Nine songs are what make up his new album, among which we also find hits like Antonio Machín’s Dos Gardenias, Marc Anthony’s Now or Son of the Dawn, an emotional song he had already recorded two decades ago with Popular Cuban artist Omara Portuondo.

Diego Amador, the “jondo” pianist

Diego is not a purist when it comes to flamenco, more so if we consider that his main instrument is not traditional of the genre. If something has characterized this Mozart gypsy is that gift to play the flamenco piano that has become his great label and has led him to devote himself as one of the great flamenco – jazz style.

That free and vigorous spirit with which he interprets this instrument has earned him the nickname of ‘Ray Charles Gypsy’. But where does a passion born of jazz and piano come to a gypsy born and raised in the ‘zero zone’ of flamenco?

They were his brothers, Raimundo and Rafael, who in their day founded the group Pata Negra, the cause of that ‘worm’ that invited him to do something different. “My brothers were the pioneers in the new flamenco, the fusion of rock, pop and blues. One day they brought home jazz and blues records and I loved them. That’s when I said, ‘I want to do that.’ “

“The only conservatory I know is the street”

Self-taught, the only university he has attended is the one on the street. “The only school I know is my family, and the only conservatory, the street,” he says proudly. And it is that almost at the same time that it learned to speak, it began to play the guitar in the arms of its father.

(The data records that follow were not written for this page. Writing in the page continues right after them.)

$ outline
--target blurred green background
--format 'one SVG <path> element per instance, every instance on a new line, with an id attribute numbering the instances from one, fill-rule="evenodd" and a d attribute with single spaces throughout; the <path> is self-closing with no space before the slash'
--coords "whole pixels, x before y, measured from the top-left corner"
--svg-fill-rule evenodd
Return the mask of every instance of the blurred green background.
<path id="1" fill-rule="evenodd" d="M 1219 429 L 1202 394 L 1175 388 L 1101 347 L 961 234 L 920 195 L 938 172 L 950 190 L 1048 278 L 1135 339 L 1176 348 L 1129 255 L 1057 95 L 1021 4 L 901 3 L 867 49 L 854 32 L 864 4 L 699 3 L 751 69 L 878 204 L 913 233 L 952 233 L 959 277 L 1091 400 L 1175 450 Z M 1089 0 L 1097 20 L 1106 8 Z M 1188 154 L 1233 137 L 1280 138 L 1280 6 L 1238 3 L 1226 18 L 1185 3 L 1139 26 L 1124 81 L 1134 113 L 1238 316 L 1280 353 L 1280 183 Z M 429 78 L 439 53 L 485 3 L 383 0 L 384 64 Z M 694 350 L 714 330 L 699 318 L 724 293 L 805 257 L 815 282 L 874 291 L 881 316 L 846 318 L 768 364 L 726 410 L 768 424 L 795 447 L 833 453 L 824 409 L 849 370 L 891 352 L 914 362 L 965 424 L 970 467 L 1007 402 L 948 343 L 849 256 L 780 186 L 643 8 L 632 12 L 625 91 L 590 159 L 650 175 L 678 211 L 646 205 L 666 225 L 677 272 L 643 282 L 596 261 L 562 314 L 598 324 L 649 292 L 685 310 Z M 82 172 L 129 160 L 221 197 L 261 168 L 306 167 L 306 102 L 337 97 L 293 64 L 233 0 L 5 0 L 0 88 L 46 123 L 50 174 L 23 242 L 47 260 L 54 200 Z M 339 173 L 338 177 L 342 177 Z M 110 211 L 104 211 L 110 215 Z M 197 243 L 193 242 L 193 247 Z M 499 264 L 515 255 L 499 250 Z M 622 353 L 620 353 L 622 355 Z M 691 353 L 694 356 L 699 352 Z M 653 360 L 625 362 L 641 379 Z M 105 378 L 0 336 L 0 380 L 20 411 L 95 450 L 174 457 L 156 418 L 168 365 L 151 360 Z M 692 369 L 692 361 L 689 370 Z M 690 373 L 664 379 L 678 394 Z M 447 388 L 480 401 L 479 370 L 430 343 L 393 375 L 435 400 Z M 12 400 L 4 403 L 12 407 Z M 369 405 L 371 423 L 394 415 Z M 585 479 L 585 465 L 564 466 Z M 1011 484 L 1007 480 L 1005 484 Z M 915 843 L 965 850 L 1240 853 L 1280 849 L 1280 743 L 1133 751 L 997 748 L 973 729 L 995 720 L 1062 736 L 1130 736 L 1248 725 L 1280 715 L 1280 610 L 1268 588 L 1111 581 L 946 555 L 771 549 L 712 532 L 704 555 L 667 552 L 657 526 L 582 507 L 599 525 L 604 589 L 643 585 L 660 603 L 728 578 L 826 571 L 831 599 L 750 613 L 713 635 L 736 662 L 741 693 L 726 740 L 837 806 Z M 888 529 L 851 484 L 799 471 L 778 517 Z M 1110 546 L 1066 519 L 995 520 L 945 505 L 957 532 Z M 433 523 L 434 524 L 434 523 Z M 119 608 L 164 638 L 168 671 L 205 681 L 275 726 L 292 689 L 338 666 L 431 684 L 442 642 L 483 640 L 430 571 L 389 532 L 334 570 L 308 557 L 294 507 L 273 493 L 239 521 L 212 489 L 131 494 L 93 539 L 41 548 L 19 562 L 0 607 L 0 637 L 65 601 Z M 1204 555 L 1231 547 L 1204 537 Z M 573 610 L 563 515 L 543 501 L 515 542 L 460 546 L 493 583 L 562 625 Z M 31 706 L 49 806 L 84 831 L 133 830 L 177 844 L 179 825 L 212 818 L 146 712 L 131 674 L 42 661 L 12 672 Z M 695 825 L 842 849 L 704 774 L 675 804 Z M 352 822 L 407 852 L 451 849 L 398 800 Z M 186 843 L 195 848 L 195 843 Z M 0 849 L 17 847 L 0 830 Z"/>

As a member of a gypsy family, with five or six years and learned to play the first chords, shortly after would play other instruments such as drums, bass and piano. “I’ve been sucking art since I was very young. To my house came all the great ones, like Camarón. “

Music, art, instruments were his best armor in one of the most marginal neighborhoods of Seville, and while many young people lost themselves in the world of drugs, Diego spent long hours locked up in his house making music. “I would tell all those kids who live there that things do not come alone, you have to work really hard,” and insists, “art does not make you big, what makes you big is effort and study”. And that was the effort, the constancy, the dedication that have led to this musical monster to record with important icons like Chick Corea, considered one of the maximum voices of piano jazz. “Now I dream of making a collaboration with Stevie Wonder or Alicia Keys.”

From March 6 to April 8, Diego will be on a promotional tour throughout America: Mexico, Puerto Rico, Argentina, Chile, Peru and the United States, in May he will start his concerts in these countries. Thus, with more than twenty years of career, this gypsy boy of 3,000 is confirmed as one of the greatest exponents of flamenco, giving way to a musical horizon where good music and the purest feeling passionately embrace.